Has Madonna taken to scalping her own tickets? Not exactly. But many music fans feared a bad precedent was being set when StubHub — a popular eBay-owned website where individuals and brokers resell sports and concert ducats — announced they'd forged a "partnership" with Madge and her promoter, Live Nation. Some assumed this meant blocks of tickets would be directed to StubHub, where they typically go for a much higher premium. Not so, says Chuck La Vallee, StubHub's head of business development for music.See Also:
"She's not going to be selling tickets on StubHub," La Vallee says. "StubHub doesn't own inventory, ever. It's an endorsement, with Madonna saying: 'Look, if the show is sold out, you can still find tickets here.'" The company won't discuss terms of their deal with the superstar, though The Wall Street Journal reported that Madge will get a flat fee as well as a percentage of the income from the tickets being resold for her tour. StubHub doesn't owe Madonna or any artist money from secondary market sales, so what's in the cash handover for them?

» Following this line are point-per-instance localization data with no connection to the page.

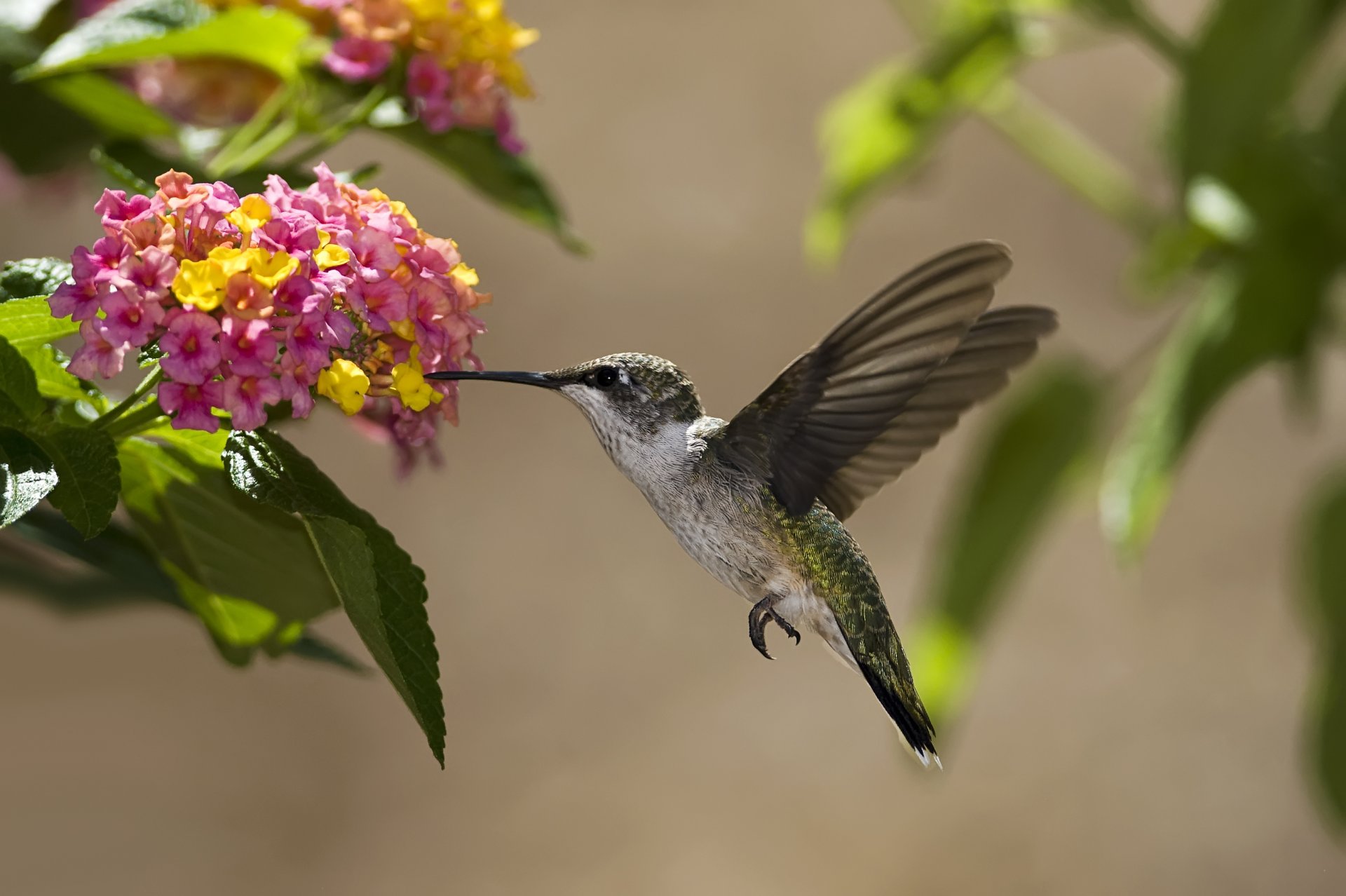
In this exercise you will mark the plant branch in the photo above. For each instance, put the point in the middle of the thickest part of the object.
(1069, 156)
(1154, 34)
(336, 133)
(124, 405)
(137, 420)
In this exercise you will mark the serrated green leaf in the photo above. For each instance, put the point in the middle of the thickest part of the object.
(1041, 437)
(121, 572)
(876, 133)
(33, 278)
(115, 109)
(18, 383)
(1324, 595)
(90, 477)
(136, 30)
(1239, 79)
(229, 545)
(383, 591)
(29, 323)
(509, 181)
(26, 475)
(25, 15)
(1259, 310)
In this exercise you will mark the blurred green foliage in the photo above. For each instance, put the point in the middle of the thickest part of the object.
(1256, 236)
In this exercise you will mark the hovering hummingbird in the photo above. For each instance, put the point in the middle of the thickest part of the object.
(759, 499)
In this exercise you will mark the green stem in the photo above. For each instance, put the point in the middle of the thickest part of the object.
(240, 146)
(146, 385)
(1068, 155)
(137, 420)
(1154, 34)
(336, 133)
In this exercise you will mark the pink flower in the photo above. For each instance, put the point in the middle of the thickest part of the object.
(426, 79)
(191, 404)
(191, 348)
(248, 346)
(150, 273)
(358, 58)
(247, 400)
(130, 319)
(99, 354)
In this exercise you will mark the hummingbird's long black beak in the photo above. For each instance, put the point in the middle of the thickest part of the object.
(526, 377)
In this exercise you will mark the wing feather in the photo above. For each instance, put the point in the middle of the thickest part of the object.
(859, 408)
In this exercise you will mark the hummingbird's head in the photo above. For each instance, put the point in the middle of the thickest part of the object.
(629, 398)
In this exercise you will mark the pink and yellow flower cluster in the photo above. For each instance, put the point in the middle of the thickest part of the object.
(459, 55)
(276, 297)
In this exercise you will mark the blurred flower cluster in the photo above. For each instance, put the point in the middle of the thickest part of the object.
(458, 54)
(272, 298)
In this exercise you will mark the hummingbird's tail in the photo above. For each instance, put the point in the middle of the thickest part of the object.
(886, 667)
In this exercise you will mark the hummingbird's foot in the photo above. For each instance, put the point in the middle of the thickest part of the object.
(758, 616)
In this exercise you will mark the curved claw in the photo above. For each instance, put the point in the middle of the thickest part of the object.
(761, 613)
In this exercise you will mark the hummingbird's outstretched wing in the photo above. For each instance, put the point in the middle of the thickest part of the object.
(860, 407)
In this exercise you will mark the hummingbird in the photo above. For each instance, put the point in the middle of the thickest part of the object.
(759, 501)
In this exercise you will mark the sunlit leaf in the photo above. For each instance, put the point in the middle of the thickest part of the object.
(229, 545)
(506, 179)
(1324, 576)
(878, 131)
(114, 108)
(380, 587)
(1260, 310)
(33, 278)
(121, 572)
(1240, 73)
(18, 383)
(27, 323)
(26, 475)
(135, 30)
(1042, 433)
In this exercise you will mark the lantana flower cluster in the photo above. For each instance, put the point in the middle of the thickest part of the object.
(276, 297)
(459, 57)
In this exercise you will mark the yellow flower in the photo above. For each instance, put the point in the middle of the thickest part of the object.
(251, 215)
(201, 284)
(411, 386)
(345, 383)
(332, 256)
(399, 208)
(465, 275)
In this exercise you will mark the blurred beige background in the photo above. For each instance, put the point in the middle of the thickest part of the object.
(610, 730)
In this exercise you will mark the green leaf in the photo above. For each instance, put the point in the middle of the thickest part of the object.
(64, 137)
(1240, 76)
(29, 326)
(27, 323)
(90, 477)
(18, 383)
(876, 133)
(26, 475)
(136, 30)
(226, 544)
(509, 181)
(383, 591)
(25, 15)
(1263, 308)
(115, 109)
(1041, 437)
(33, 278)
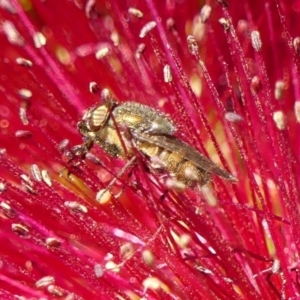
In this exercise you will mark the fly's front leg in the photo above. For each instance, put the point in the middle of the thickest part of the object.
(101, 193)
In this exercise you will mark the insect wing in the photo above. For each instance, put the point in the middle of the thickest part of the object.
(174, 144)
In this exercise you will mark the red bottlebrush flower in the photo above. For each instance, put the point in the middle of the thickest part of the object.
(226, 74)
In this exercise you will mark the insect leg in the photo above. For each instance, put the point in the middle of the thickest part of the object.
(113, 181)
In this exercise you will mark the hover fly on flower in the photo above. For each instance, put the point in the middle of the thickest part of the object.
(152, 133)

For starters, their logo on all the print ads and promo e-mails for her tour, offering StubHub a leg up on rivals like Ticketmaster's TicketsNow site, not to mention Craigslist. More importantly, Madonna's imprimatur lends legitimacy to an industry some still associate with Fast Times at Ridgemont High's shady scalper, Mike Damone. But won't every artist be stampeding to get a piece of their StubHub action now? "I don't know if it's quite a stampede," laughs La Vallee. "We'll weigh our options on an artist-by-artist basis."